The Dow Jones Industrial Average (DJIA) is arguably the most followed index across the globe. It is used by individual investors, market analysts, traders and other professional money managers as a performance measure for the entire stock market. Launched in 1896, the Dow was designed to mimic the health of the overall U.S. economy with one number. Today it is composed of 30 stocks that trade on either the New York Stock Exchange (NYSE) or Nasdaq.

When you hear business news feeds referring to the market being up or down a certain percentage, usually the newscaster is referencing the performance of the Dow. The index is weighted by price, so stocks with higher share values will have greater influence on the DJIA performance than those with lower values. For this reason, the Dow has received scrutiny over the years for not providing an accurate representation of the market, because when the highest priced stock in the index has a massive gain/loss, it will have a major impact on the performance of the index.

As the Dow is designed to measure the economic condition of the United States, companies within the index occasionally change to provide a more accurate representation. The reasons companies are removed from the index include sectors falling out of favor, the stock no longer meeting the DJIA index requirements or the company receiving some form of government stimulus. A recent example, Kraft Foods, was removed from the index and replaced with UnitedHealth Group; the change was intended to reflect the increase in U.S. healthcare spending. Since inception, several other large corporations have been removed from the Dow, as well.

General Motors
One of America's largest car manufactures was removed from the Dow on June 8, 2009. The decision was mandatory as GM filed for bankruptcy protection days prior. When the announcement was made, the stock had fallen around 77% in 2009 and 87% in 2008, which was the year that GM was crowned as the worst performing stock in the Dow. Entering the DJIA in 1915, General Motors maintained the second-longest streak for a stock in the index, behind General Electric.

Citigroup
Once the world's largest financial firms, Citigroup was also removed from the index on June 8, 2009. The stock price plunged during the credit crisis, dropping nearly 85% from January 2008 to May 2009 and losing over $100 billion in valuation from 2006 to 2009. The financial giant received $45 billion in bailout funds by the U.S. government, earning the latter a 34% interest in Citigroup. The firm was dropped as a result of the restructuring but could be considered again in the future.

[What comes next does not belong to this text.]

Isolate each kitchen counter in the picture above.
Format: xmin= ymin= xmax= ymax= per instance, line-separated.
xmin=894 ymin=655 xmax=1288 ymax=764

American International Group
Added to the DJIA on April 8, 2004, AIG had one of the shortest-lived stints on the Dow in 75 years. AIG lasted until only Sept. 22, 2008. Ironically, AIG was replaced with Kraft Foods, which only lasted about four years on the index. AIG was removed after the government injected the insurer with stimulus funds. The firm's assets began to evaporate as credit default swaps began defaulting and AIG needed to cover more than $440 billion in bonds. AIG had nowhere near enough money to cover the bonds and the U.S. Federal Reserve stepped in, providing $85 billion in bailout funds in exchange for 79.9% equity stake in the company.

Kodak
With a history dating back to 1878, the Kodak camera was born in 1888 and became the first simple consumer camera. Kodak founder George Eastman created snapshot photography and coined the slogan, "You press the button - we do the rest." Kodak quickly became a dominate force in the industry and the Dow welcomed the camera maker to the index in 1930. However, Kodak's market share deteriorated with the growth of digital photography. The camera maker was removed from the DJIA in April 2004, after it no longer played an important role in the lives of American consumers. It marked nearly 75 years on the index.

The Bottom Line
The Dow is designed to provide the financial community with a quick snapshot of the overall economic health of the United States. As technology advances and industries change, this creates an imbalance in the Dow's ability to provide an accurate representation of the economy. According to Dow Jones Indexes editor, John Prestbo, "There are no pre-determined criteria for a stock to be added or deleted, though we intend that all components be established U.S. companies that are leaders in their industries." Over the years, most stocks removed from the index have received government aid or its industry has diminished.